Children are more at risk of being in a car crash on the way to school than from catching Covid-19, the deputy chief medical officer has said.
As the Government tries to reassure parents about the return to school next week, Dr Jenny Harries pointed out that the biggest risk of transmission is "between staff" and teachers are more likely to spread the virus in the staffroom than the classroom.
She said that no environment is "risk free" but added: “Every time the parents send their child off to school pre-Covid they may have been involved in a road traffic accident, there are all sorts of things.

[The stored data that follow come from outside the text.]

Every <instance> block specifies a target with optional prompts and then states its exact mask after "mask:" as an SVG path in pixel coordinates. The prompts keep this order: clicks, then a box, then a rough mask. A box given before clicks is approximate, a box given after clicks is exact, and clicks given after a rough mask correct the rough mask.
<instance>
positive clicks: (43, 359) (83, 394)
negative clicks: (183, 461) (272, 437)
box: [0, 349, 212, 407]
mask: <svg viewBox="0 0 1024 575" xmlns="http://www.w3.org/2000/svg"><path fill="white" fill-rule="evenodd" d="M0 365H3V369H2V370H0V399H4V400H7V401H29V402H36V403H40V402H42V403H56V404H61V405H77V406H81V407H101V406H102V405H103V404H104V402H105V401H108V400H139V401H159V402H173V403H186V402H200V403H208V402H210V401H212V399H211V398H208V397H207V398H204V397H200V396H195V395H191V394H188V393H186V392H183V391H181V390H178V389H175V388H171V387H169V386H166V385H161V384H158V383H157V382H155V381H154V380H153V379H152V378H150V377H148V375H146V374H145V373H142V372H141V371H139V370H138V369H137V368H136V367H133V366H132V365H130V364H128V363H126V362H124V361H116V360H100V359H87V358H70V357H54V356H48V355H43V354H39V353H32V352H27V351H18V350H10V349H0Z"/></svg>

And in fact that risk or the risk from seasonal flu, we think is probably higher than the current risks of Covid.”
Her comments come as a Public Health England study found that the majority of cases in schools that opened to some pupils before the summer were from staff-to-staff interactions.
Data showed that despite more than 1.6 million youngsters returning to education, just 70 children tested positive for the virus and 128 staff members.
Dr Harries said that community transmission risk "is far more important than schools".
The comments come after the UK's chief medical officers issued a joint statement seeking to reassure parents that it was safe to send their children back to school.
Dr Harries told BBC Breakfast: "The transmission from younger children - when teachers are perhaps more likely to be closer to them - is much lower.
"Actually in the studies that have been done so far, the risk probably of transmission between staff, rather than to or from children, is the one that teachers perhaps should be focusing on - so it's going off for a coffee break, you know, dropping your guard down."
She said that teachers need to be encouraged to wash their hands and maintain social distancing even on their breaks.
Dr Harries also said it would be "unlikely" that there would be a scenario where all schools across the country would be forced to close again.
But in areas subject to a local lockdown there could be individual schools forced to close.